La victoria sueca sobre Eslovaquia de ayer no fue una buena noticia para los intereses de España. Es vital el enfrentamiento de esta noche frente a la Polonia de Lewandowski (otro que tampoco marcó en su estreno de la Eurocopa). Necesitamos los tres puntos como el comer. Para eso necesitamos enmendar algunos errores y ninguno de ellos tiene que ver con Morata. Pero sí con sus acompañantes en la delantera.

De entrada Marcos Llorente no puede volver a jugar de lateral derecho. Tenemos a Azpilicueta, flamante campeón de la Champions con el Chelsea. Si jugamos 4-4-2 (un cambio) Llorente debe ocupar la banda diestra de la línea de centrocampistas. Si seguimos con el 4-4-3 suya sería la punta derecha. Y junto a Morata, en ambos esquemas, Gerard Moreno es indispensable. Además nuestro máximo goleador nacional se desenvuelve mejor jugando con un delantero centro.

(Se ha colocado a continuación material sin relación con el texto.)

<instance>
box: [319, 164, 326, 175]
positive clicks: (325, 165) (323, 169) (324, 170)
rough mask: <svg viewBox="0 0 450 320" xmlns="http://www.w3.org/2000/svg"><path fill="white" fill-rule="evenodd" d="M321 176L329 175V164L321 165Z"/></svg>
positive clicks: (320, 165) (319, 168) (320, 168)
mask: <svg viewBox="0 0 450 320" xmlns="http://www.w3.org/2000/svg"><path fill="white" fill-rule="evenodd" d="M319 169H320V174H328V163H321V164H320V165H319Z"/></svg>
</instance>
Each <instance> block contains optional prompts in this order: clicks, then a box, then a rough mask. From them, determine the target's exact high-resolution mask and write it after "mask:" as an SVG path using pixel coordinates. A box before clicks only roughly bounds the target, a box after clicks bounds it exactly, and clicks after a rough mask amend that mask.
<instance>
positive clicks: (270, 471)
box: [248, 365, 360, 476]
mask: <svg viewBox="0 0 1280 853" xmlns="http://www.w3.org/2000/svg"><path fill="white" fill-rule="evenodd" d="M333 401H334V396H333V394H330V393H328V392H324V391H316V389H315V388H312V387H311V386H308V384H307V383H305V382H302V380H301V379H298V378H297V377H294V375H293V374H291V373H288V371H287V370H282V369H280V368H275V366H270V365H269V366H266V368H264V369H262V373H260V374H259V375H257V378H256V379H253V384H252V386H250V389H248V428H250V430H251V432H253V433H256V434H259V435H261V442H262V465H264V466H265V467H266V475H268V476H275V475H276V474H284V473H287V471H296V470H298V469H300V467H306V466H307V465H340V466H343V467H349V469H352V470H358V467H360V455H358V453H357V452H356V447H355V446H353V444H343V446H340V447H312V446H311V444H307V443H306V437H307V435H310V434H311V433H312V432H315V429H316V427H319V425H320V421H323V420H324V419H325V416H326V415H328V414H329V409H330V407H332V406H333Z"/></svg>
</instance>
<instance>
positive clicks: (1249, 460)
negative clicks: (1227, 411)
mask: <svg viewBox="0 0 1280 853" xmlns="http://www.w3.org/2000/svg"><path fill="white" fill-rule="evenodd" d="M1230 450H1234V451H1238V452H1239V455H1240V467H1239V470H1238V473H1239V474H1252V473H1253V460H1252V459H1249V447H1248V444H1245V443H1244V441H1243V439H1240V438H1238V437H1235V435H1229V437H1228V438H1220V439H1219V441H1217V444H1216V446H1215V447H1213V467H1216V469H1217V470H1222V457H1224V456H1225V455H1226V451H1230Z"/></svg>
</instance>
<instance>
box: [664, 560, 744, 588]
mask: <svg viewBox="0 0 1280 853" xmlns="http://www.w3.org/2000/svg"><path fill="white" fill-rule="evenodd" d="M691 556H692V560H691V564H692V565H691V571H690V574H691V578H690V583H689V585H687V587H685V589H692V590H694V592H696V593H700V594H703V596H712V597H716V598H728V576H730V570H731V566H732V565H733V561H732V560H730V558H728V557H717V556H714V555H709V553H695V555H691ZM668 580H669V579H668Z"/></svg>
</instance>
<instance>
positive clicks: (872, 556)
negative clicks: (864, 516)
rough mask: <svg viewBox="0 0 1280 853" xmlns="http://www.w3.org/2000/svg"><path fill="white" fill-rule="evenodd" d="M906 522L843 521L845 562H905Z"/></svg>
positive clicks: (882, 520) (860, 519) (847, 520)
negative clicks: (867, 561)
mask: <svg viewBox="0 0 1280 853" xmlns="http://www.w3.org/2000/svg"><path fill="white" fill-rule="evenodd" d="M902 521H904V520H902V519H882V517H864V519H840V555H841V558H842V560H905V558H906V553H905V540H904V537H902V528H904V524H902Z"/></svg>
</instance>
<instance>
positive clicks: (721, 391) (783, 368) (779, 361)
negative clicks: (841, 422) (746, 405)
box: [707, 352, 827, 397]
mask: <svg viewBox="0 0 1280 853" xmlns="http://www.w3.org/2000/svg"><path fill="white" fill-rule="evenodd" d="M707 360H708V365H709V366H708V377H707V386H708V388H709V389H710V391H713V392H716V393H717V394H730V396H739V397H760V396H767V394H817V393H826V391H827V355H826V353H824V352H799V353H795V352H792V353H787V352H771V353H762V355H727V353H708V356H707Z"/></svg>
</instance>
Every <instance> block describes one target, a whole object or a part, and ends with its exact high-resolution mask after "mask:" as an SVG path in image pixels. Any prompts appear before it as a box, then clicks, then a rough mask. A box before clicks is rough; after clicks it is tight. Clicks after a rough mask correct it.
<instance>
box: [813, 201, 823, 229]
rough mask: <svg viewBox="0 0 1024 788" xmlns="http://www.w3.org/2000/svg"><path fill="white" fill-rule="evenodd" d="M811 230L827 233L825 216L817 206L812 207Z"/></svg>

Tampoco son tantos retoques respecto al primer once. Uno es poner a jugadores en sus posiciones (Azpilicueta y Llorente) y  los otros son prescindir de un suplente en su club (Ferran Torres) y dar entrada al pichichi nacional por Dani Olmo (5 goles en la pasada Bundesliga).

En nuestro grupo lo difícil es no clasificarse. Espero que no logremos semejante gesta.